Introdution

For this week’s assignment, I selected a dataset from fivethirtyeight to create a programming sample “vignette” which will demonstrates how to use one or more of the TidyVerse packages.

The dataset I chose was about weather checking from the article: Where People Go To Check The Weather by Walt Hickey: https://fivethirtyeight.com/features/weather-forecast-news-app-habits/

Package: readr

This is a tidyverse package that reads in csv. files into R. In this step, I am using readr to pull in the csv. raw file from GitHub.
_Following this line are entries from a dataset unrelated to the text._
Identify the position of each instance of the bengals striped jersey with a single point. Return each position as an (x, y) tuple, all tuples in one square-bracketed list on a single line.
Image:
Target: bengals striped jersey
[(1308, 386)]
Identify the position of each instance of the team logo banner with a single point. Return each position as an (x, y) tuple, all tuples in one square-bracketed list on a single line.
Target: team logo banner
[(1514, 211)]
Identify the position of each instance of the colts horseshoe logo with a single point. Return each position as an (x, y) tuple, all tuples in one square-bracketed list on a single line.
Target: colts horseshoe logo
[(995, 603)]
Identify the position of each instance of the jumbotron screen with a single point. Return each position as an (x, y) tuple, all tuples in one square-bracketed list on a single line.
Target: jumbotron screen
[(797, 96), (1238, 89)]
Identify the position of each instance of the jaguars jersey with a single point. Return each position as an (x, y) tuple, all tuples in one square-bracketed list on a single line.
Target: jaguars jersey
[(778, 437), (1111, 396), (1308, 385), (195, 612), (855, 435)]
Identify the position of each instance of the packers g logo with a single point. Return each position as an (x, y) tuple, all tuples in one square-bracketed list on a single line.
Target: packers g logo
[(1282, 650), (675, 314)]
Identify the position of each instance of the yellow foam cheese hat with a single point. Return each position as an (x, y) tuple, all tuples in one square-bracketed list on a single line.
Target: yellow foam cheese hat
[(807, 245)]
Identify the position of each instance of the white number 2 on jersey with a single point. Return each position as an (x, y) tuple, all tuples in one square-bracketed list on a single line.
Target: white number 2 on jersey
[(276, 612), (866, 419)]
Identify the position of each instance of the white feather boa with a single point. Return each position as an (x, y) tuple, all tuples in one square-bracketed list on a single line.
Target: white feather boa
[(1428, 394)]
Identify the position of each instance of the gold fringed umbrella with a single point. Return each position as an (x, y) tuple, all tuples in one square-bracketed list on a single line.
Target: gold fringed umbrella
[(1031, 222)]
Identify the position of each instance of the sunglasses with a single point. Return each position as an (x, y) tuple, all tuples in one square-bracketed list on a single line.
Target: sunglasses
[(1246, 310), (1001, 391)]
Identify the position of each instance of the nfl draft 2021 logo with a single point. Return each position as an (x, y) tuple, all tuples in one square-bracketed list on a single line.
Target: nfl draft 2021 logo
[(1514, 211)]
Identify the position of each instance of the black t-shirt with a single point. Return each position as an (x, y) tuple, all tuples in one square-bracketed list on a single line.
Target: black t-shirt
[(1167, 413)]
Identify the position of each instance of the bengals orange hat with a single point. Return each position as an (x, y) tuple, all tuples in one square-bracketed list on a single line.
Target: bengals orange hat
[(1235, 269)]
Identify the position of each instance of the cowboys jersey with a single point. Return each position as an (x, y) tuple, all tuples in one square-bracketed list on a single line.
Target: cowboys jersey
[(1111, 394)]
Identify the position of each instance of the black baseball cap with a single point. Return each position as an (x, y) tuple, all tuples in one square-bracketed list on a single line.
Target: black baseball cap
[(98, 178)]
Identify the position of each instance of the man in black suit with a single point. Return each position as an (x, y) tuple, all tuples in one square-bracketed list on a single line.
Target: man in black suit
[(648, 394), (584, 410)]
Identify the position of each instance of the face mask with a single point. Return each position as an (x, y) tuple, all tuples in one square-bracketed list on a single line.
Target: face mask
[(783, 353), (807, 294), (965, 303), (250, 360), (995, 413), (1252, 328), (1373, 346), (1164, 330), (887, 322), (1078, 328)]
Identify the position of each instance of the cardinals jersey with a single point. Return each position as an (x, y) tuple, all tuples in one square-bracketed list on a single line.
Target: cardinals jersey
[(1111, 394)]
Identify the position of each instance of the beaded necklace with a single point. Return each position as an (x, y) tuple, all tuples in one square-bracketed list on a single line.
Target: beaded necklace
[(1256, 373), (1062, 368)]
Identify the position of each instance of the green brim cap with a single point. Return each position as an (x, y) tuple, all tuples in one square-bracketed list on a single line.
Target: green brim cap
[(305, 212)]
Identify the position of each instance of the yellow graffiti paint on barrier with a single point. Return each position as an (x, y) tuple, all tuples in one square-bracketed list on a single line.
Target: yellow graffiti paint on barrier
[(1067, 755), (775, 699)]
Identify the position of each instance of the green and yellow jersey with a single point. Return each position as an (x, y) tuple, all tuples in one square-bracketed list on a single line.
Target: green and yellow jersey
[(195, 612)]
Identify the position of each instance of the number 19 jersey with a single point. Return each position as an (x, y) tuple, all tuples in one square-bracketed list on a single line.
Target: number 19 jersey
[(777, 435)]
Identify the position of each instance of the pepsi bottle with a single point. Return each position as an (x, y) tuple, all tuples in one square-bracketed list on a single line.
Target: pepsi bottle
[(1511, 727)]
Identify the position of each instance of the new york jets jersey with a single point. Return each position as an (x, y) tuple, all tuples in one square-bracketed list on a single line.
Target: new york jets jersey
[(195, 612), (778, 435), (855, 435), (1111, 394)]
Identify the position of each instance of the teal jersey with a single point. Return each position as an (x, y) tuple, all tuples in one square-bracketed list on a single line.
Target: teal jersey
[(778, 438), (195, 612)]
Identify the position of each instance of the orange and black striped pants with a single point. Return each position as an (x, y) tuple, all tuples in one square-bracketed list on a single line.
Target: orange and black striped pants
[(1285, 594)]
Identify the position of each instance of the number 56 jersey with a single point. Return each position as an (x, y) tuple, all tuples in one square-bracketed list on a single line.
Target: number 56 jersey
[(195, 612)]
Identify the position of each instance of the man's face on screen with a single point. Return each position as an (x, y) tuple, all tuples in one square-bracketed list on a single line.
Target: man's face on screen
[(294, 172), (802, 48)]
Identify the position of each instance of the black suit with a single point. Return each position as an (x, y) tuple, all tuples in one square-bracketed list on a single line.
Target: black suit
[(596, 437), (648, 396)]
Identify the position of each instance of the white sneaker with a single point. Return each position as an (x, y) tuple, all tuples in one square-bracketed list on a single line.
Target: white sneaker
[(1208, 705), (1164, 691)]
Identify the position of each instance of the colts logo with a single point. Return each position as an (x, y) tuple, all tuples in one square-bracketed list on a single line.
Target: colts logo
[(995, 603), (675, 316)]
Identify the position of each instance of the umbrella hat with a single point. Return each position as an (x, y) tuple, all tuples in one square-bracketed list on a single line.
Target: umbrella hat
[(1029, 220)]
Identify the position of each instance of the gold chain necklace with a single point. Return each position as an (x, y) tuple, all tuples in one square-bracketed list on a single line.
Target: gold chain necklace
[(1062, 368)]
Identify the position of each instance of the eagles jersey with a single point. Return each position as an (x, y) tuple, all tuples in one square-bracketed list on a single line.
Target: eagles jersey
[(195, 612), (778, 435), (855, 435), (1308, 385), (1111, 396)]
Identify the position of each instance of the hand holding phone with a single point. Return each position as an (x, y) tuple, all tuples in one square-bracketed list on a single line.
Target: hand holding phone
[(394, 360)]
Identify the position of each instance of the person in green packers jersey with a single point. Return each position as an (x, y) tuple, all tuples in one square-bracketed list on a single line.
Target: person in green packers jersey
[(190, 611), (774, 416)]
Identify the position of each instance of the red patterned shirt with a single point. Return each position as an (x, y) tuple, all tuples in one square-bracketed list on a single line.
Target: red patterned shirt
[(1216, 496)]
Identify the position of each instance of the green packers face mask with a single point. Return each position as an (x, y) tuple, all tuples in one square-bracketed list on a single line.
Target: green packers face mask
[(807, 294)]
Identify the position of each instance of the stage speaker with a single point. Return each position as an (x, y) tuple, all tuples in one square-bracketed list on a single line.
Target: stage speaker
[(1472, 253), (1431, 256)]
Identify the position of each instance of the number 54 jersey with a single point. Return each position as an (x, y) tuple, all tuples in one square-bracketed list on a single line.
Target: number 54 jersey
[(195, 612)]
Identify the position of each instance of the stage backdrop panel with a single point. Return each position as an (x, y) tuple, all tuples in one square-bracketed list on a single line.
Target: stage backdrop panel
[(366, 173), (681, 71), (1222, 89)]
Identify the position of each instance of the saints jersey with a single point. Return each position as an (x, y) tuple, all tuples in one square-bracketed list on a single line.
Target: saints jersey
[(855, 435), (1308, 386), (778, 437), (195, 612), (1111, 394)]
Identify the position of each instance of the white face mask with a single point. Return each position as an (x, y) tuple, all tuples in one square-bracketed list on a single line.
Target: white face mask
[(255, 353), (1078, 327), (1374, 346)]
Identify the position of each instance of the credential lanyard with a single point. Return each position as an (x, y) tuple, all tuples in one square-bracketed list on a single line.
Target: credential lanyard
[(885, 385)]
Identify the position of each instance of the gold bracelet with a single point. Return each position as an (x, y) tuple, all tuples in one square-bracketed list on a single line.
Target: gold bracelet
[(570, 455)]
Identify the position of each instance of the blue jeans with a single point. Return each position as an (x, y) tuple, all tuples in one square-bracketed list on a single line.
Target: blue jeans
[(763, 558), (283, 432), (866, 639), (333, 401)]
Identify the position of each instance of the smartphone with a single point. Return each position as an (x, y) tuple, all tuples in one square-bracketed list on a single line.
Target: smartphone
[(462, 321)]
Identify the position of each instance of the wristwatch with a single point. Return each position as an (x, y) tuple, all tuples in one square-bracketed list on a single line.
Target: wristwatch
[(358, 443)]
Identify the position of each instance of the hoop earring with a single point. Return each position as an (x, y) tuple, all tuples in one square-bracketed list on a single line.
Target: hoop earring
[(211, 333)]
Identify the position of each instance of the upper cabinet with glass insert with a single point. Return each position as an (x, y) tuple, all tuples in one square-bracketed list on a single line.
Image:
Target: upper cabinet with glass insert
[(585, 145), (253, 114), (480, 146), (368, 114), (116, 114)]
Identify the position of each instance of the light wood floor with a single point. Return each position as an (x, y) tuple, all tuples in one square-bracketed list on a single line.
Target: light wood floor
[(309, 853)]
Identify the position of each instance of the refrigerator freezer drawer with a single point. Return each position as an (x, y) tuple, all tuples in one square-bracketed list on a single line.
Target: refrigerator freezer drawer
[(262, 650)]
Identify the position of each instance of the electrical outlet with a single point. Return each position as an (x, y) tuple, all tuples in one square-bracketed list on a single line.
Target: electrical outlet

weather <- read.csv("https://raw.githubusercontent.com/fivethirtyeight/data/refs/heads/master/weather-check/weather-check.csv")

glimpse(weather)
## Rows: 928
## Columns: 9
## $ RespondentID                                                                                                                                 <dbl> …
## $ Do.you.typically.check.a.daily.weather.report.                                                                                               <chr> …
## $ How.do.you.typically.check.the.weather.                                                                                                      <chr> …
## $ A.specific.website.or.app..please.provide.the.answer.                                                                                        <chr> …
## $ If.you.had.a.smartwatch..like.the.soon.to.be.released.Apple.Watch...how.likely.or.unlikely.would.you.be.to.check.the.weather.on.that.device. <chr> …
## $ Age                                                                                                                                          <chr> …
## $ What.is.your.gender.                                                                                                                         <chr> …
## $ How.much.total.combined.money.did.all.members.of.your.HOUSEHOLD.earn.last.year.                                                              <chr> …
## $ US.Region                                                                                                                                    <chr> …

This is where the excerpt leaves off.